Tabel 4.3 Kelas Kerapatan Hutan Mangrove di Pulau Tanakeke
Kelas | Kisaran Nilai NDVI | Luas | Persentase |
Mangrove | Hasil Transformasi | (Ha) | Luasan |
Jarang | 0.1 - 0.15 | 336,932 | 44.2 |
Sedang | 0.16 - 0.20 | 206,73 | 27.13 |
Padat | 0.21 - 0.42 | 218,36 | 28.6 |
Sumber: Hasil pengolahan data primer, November 2007
Dimana nilai NDVI berkisar -1 sampai 1, dengan pendekatan rasio antara kelas mangrove padat dengan mangrove jarang berarti makin tinggi nilai rasio tersebut (nilai max = 1), maka makin baik kualitas mangrove setempat (Dewanti, 1999) dimana rasio yang diperoleh dari transformasi yaitu 0,57.
Gambar 4.15: Peta Tingkat Kerapatan Mangrove Pulau Tanakeke Kabupaten Takalar
- Klasifikasi Multispektral
a. Pemilihan band spektral
Mengidentifikasi vegetasi mangrove melalui penginderaan jauh dapat didasarkan atas dua sifat penting dari vegetasi mangrove yaitu bahwa mangrove mempunyai zat hijau daun (klorofil) dan mangrove tumbuh di daerah pesisir. Kedua hal ini akan menjadi pertimbangan penting di dalam mendeteksi hutan mangrove melalui satelit, sifat optik klorofil sangat khas karena klorofil menyerap spektrum sinar merah dan memantulkan dengan kuat spektrum infra merah. Klorofil fitoplankton yang berada di air laut dapat dibedakan dari klorofil mangrove karena sifat air yang kuat menyerap spektrum infra merah. Tanah, pasir, dan batuan juga memantulkan tetapi tidak menyerap spektrum sinar merah sehingga tanah dan mangrove secara optik juga dapat dibedakan.

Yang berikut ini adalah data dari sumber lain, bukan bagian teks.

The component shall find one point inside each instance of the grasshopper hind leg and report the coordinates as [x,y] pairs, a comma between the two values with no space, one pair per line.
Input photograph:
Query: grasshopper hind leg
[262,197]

VGT (Végetation) merupakan pengindera tambahan yang diusung oleh SPOT 4 Pengindera ini mempergunakan metode penyiaman elektronik (CCD) untuk mempertajam kenampkan pada visualisasi pengamatan vegetasi.
Vegetasi mangrove dan vegetasi yang lain memang mempunyai sifat optik yang hampir sama dan sulit dibedakan tetapi mengingat mangrove hidup di pinggir pantai dekat dengan air laut, maka biasanya antara keduanya dapat dipisahkan dengan memperhitungkan jarak pengaruh air laut. Areal Mangrove di Pulau Tanakeke Kabupaten Takalar menjadi batas luar areal tambak dan batas antara perairan dan pantai. Pada penelitian ini, band yang dikompositkan adalah band 321 yang disajikan pada gambar 4.16.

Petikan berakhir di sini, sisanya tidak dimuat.